In the play “Journey’s End”, in addition to depict the First World War, the author’s main purpose is to let the audience reflect on how important are moral values in life. In particular, R. C. Sherriff highlights the value of friendship, which is portrayed through the relationship between Stanhope and Osborne. The friendship between the two of them is presented by the author through a series of key scenes, which play an extraordinary role.
To begin with, since the start, the audience surely understands how strong the relationship between Osborne and Stanhope is. Stanhope is the infantry’s captain: despite his young age, he shows himself to be a fine leader of men, who is able to command his own company and to hold a very responsible position during the conflict. However, his character is not as perfect as the audience might expect, due to the impact of war, which has brought him several drinking issues. In order to cope with the horrors of the conflict, Stanhope turns himself into an alcoholic, as, once on the front, whiskey seems to be the only means able to let him escape from the reality. Precisely for this reason, Osborne cares a lot about him, as he knows how he feels and he is aware of the problems he has to deal with at his very young age. As regards the following struggle and their friendship, in Act 1 Scene 1, when Hardy gossips negatively about Stanhope and alludes to his figure through the phrase “drinking like a fish”, Osborne puts his loyalty towards Stanhope in the foreground, by protecting him and taking his side. That said, Osborne keeps supporting Stanhope, by giving him some advice or diversion as a relief.

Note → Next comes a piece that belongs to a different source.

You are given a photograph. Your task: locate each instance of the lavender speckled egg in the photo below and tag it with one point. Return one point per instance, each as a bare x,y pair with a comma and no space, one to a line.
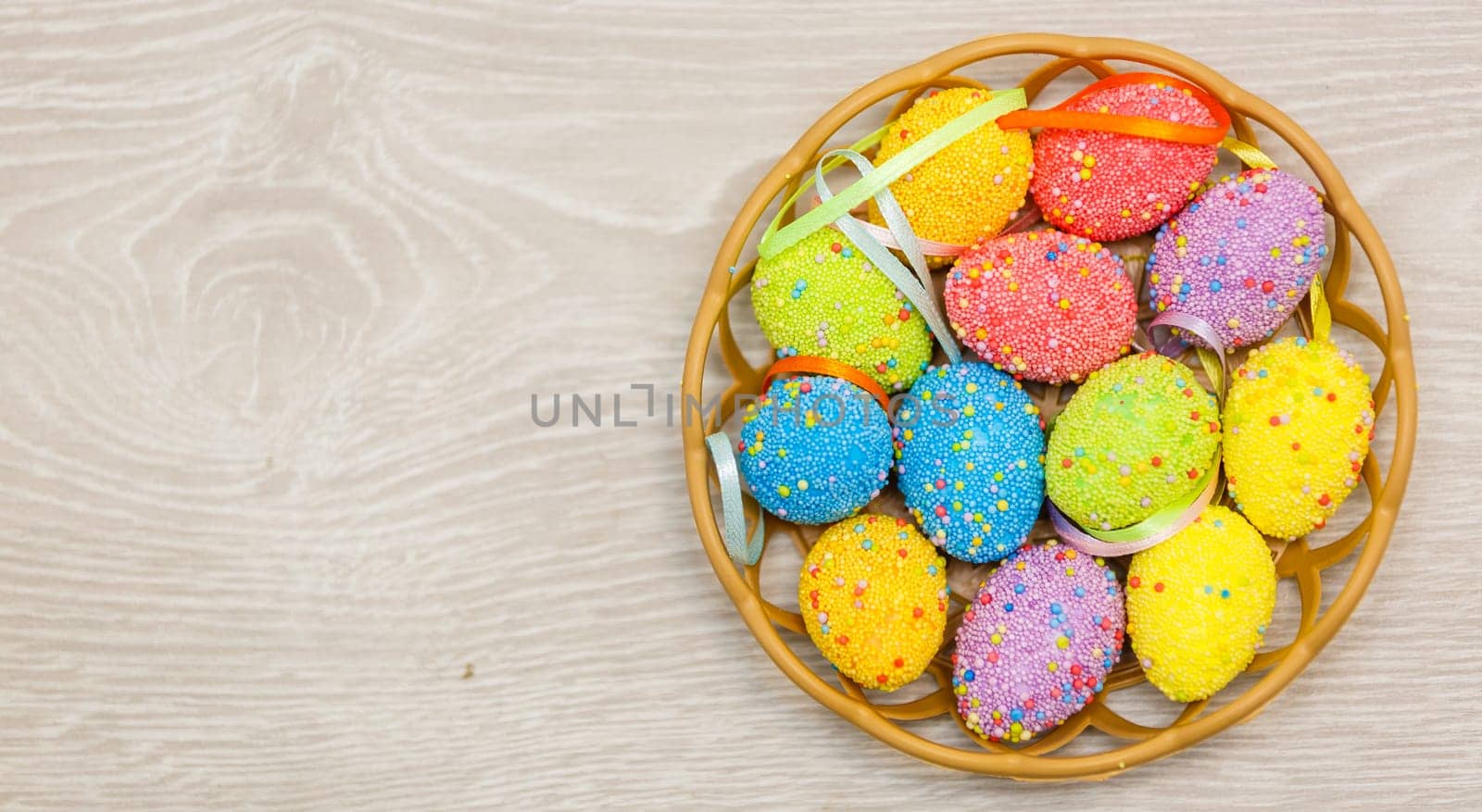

In addition to this, Stanhope is strongly grateful to Osborne’s figure and considers the latter as a point of reference. Since the beginning, the author presents the character of Osborne as a kind and supportive man, as he looks after his fellows and he is concerned about their physical and psychological state, which struggles a lot during life in the trenches. Moreover, he is the oldest soldier and, consequently, he is the wisest among all, as he previously was a schoolmaster. Indeed, he gives good and useful advice to Stanhope, who always asks for his opinion. Furthermore, Osborne is likable and respected by Stanhope: the captain calls him “Uncle” as he is like a father figure to him. To sum up, they are attached to one another, as there is a sort of familiar relationship between the two of them, and the affection they feel for each other is something which goes beyond military duty or work.
By referring to the most astonishing episode of their friendship, later on, the author introduces the audience to Osborne’s death scene, which is a clear instance of how the loss of a dear friend can change someone‘s mood and attitude. As a matter of fact, due to his best friend’s death, Stanhope becomes a new different person. As soon as he gets in the dugout and sees Raleigh still alive, Stanhope gets furious with him and he starts coping with mourning in a weird way, as he cannot believe what previously happened. Actually, by exploring his grief, Osborne’s decease leads Stanhope to deal with the hard blow in a seeming uncareless way and to drown his emotions, instead of facing them. However, when Raleigh refuses to take part in the party and blames Stanhope for his unbothered behaviour, the leader feels guilty for not recalling Osborne’s memory in a more appropriate manner.
In conclusion, Stanhope and Osborne have a wonderful friendship which will go ahead after death, as it is able to overcome space and time. In my opinion, as a pair of friends, their souls are linked to each other, as what they have gone through together is endless and unbelievable.